You can inspect the active tier and acceptance metric via `/server_info`:

```bash theme={null}
curl -s http://127.0.0.1:30000/server_info | jq '.internal_states[0] | {speculative_num_steps, avg_spec_accept_length}'
```

* `speculative_num_steps` is the current active tier
* `avg_spec_accept_length` helps explain whether the server is likely to move up or down

## Tuning tips

* Start with the built-in default (conservative) — it is safe for all draft model qualities
* For strong draft models, use the aggressive config with ceiling rule
* Use fewer candidate steps if you want lower startup GPU memory overhead
* Increase `ema_alpha` to react faster, or lower it for more stability
* Increase `warmup_batches` or `update_interval` if tier switching is too noisy
* At high batch sizes, narrower ladders (e.g., `[1, 2]` or `[1]`) often outperform wide ones
* If your workload is already stable and one static setting is well tuned, adaptive mode may not help much

## Recommended configs

The built-in default is conservative — safe for all draft models but may under-speculate for strong ones. Save one of these as a JSON file and pass via `--speculative-adaptive-config`.

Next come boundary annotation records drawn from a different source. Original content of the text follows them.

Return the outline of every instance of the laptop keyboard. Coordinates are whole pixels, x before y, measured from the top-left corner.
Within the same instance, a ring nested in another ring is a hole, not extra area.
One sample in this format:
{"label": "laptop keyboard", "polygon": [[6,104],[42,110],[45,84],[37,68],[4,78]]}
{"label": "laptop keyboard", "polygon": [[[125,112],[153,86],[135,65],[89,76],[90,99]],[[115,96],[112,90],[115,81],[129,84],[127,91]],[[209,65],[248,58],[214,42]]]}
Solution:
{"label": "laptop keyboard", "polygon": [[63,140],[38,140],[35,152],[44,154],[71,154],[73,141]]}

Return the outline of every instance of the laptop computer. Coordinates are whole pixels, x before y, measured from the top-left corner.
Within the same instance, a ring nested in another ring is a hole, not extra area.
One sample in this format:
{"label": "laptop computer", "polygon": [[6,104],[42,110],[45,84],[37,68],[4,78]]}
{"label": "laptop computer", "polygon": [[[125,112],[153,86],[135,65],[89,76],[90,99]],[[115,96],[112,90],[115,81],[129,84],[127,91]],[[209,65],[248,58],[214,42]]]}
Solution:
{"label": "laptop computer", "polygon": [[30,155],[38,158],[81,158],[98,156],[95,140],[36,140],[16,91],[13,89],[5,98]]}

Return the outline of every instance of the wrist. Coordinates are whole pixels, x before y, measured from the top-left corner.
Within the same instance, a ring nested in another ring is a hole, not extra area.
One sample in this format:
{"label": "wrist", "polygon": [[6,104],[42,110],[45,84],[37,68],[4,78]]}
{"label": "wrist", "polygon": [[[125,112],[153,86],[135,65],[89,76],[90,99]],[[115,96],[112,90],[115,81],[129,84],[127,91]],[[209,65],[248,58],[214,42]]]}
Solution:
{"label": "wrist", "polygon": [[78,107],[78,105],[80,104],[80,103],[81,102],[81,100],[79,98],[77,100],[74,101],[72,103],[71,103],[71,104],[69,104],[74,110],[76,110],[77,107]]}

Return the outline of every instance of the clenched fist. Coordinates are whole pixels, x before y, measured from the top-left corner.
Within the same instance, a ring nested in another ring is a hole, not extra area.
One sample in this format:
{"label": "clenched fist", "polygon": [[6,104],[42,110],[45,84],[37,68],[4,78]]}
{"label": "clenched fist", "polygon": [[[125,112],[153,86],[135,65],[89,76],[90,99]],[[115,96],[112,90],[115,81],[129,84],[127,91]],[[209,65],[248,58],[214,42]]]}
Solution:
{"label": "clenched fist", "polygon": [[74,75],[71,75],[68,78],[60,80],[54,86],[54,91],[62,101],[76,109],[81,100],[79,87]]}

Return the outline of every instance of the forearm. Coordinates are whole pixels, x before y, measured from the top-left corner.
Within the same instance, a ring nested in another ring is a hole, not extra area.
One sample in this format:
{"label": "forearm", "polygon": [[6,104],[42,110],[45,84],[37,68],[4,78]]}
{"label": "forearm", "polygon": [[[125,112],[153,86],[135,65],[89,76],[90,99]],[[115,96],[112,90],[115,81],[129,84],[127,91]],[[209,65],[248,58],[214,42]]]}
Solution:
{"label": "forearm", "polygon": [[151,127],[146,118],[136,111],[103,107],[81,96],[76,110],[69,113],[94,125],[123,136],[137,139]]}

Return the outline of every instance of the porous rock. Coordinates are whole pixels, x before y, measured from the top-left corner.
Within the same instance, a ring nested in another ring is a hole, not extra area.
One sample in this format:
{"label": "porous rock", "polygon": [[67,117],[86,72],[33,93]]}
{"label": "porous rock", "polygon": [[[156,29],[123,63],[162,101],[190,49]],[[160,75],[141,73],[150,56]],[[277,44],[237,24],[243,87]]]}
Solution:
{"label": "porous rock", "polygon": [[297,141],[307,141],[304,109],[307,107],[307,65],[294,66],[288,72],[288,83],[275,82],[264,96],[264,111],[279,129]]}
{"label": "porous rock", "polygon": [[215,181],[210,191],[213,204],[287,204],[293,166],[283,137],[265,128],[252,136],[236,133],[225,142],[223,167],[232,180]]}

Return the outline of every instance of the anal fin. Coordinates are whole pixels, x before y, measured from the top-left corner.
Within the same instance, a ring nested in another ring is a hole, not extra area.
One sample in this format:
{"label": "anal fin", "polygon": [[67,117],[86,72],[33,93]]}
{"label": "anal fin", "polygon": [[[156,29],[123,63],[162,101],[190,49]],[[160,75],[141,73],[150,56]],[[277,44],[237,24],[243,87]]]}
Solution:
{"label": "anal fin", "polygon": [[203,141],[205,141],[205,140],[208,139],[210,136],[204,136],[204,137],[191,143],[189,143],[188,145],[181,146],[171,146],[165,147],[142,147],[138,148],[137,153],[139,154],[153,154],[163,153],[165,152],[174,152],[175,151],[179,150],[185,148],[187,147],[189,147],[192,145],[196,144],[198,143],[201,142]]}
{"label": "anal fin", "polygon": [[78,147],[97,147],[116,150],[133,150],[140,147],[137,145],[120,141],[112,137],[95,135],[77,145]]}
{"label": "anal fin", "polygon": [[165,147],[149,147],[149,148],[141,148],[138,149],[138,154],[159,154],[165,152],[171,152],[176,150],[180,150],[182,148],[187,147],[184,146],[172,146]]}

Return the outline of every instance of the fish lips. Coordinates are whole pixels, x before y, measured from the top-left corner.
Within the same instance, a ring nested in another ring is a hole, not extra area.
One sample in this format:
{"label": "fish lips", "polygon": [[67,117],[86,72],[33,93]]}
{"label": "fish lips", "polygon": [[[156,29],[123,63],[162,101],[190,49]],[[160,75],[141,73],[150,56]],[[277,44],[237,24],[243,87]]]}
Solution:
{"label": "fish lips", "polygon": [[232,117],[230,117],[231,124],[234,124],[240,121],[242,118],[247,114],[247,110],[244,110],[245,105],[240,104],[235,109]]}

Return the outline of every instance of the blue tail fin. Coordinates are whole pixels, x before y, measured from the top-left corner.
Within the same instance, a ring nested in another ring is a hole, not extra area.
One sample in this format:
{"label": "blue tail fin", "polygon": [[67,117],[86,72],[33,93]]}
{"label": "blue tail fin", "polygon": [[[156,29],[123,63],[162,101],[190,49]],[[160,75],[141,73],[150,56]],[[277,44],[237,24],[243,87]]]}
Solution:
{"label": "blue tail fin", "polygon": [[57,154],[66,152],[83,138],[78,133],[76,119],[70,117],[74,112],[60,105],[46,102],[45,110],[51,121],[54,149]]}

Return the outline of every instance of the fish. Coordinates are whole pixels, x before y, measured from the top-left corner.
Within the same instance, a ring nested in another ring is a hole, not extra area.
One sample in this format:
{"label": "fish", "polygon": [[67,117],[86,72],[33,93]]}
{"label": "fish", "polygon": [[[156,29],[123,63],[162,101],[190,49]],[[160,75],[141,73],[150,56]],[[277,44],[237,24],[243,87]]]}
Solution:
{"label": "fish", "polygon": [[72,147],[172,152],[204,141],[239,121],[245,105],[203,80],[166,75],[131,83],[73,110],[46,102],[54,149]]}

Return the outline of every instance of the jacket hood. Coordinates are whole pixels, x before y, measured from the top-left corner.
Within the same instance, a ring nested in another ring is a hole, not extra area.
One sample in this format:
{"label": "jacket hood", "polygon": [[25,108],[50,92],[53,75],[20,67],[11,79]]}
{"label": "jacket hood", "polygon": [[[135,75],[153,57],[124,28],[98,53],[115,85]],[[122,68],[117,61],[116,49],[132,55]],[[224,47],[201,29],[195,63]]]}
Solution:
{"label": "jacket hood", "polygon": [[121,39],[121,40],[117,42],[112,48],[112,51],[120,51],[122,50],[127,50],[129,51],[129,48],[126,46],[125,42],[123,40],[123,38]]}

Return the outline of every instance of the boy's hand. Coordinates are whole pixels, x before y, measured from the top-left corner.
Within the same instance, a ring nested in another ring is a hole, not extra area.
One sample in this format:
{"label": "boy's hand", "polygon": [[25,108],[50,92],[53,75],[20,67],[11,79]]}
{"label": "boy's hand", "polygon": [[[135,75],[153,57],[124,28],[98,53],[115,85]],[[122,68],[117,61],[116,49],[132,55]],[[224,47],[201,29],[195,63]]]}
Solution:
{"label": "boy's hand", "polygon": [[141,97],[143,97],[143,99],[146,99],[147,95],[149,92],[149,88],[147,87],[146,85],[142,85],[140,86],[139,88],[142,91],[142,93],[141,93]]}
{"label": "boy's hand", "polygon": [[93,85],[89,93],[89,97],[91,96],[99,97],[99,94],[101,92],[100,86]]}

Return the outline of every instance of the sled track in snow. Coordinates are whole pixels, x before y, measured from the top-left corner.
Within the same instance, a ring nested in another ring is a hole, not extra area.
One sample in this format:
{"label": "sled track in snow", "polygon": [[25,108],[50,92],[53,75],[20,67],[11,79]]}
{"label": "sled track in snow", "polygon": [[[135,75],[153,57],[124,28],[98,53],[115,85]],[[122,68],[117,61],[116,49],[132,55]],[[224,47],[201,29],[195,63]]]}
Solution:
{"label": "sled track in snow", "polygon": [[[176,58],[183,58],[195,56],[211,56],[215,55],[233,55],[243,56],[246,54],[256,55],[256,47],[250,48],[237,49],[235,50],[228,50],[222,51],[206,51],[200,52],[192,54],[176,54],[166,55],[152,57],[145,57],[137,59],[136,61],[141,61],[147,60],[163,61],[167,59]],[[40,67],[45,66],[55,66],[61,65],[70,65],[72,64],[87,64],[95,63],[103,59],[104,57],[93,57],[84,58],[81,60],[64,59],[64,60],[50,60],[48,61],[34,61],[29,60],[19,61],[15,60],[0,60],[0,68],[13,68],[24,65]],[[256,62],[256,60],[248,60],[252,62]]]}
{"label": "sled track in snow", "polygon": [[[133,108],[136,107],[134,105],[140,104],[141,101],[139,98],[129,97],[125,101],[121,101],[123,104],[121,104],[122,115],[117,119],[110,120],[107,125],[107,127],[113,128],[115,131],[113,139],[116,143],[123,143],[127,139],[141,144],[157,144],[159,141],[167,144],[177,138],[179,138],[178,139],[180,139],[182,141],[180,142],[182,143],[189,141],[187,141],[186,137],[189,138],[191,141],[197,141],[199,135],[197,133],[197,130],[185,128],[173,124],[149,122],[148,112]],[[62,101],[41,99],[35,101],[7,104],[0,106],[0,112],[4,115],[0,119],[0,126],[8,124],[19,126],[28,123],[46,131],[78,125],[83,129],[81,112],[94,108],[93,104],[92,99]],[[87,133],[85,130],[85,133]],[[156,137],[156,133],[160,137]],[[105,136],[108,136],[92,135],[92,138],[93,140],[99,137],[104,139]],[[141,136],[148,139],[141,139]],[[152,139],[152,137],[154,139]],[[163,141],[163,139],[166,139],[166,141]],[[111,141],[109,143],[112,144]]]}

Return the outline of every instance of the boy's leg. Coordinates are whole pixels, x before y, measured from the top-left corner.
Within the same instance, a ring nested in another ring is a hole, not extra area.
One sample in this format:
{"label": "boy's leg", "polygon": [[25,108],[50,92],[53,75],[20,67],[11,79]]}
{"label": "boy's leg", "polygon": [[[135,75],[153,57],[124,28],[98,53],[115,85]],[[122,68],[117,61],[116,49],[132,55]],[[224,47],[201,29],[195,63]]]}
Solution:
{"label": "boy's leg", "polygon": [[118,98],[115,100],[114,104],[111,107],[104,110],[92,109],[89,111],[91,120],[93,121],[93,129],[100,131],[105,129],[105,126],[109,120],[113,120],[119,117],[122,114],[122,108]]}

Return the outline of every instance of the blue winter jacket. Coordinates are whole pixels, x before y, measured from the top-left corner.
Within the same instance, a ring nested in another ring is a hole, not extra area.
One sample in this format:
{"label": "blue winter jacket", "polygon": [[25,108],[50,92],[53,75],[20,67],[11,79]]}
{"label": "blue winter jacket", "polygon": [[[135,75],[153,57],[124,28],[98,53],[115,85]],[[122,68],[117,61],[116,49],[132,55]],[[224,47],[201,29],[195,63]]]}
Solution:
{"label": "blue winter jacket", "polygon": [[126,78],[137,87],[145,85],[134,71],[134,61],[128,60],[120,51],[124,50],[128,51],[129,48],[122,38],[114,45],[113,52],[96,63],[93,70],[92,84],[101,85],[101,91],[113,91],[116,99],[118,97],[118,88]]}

### Conservative (default) — for weak draft models

This is the built-in default: BS 8–31 allows `[1, 3]`, and BS≥32 locks to `step=1` to avoid wasted compute. Best for models like MiniMax-M2.5, DSV4.

```json theme={null}
{
  "1":  {"candidate_steps": [1, 3, 7], "up_hysteresis": 0.0, "down_hysteresis": -0.25, "ceiling_coeff": 0},
  "8":  {"candidate_steps": [1, 3],    "up_hysteresis": 0.0, "down_hysteresis": 0.0,   "ceiling_coeff": 0},
  "32": {"candidate_steps": [1],       "up_hysteresis": 0.0, "down_hysteresis": 0.0,   "ceiling_coeff": 0}
}
```

### Aggressive — for strong or high-variance draft models

Uses wider ladders with ceiling rule to cap speculation at high BS. Best for models like GLM-4.7-FP8.

```json theme={null}
{
  "1":   {"candidate_steps": [1, 3, 7], "up_hysteresis": 0.0, "down_hysteresis": -0.25, "ceiling_coeff": 0},
  "8":   {"candidate_steps": [1, 3, 7], "up_hysteresis": 0.0, "down_hysteresis": -0.25, "ceiling_coeff": 3.0},
  "64":  {"candidate_steps": [1, 3],    "up_hysteresis": 0.0, "down_hysteresis": -0.25, "ceiling_coeff": 1.67},
  "128": {"candidate_steps": [1, 3],    "up_hysteresis": 0.0, "down_hysteresis": -0.25, "ceiling_coeff": 1.2}
}
```

### Custom per-model config

For the best performance, benchmark your specific model across batch sizes with different static `num_steps` values, then build a per-BS config that matches each range's optimal step. A well-tuned per-model config might outperform the generic presets above.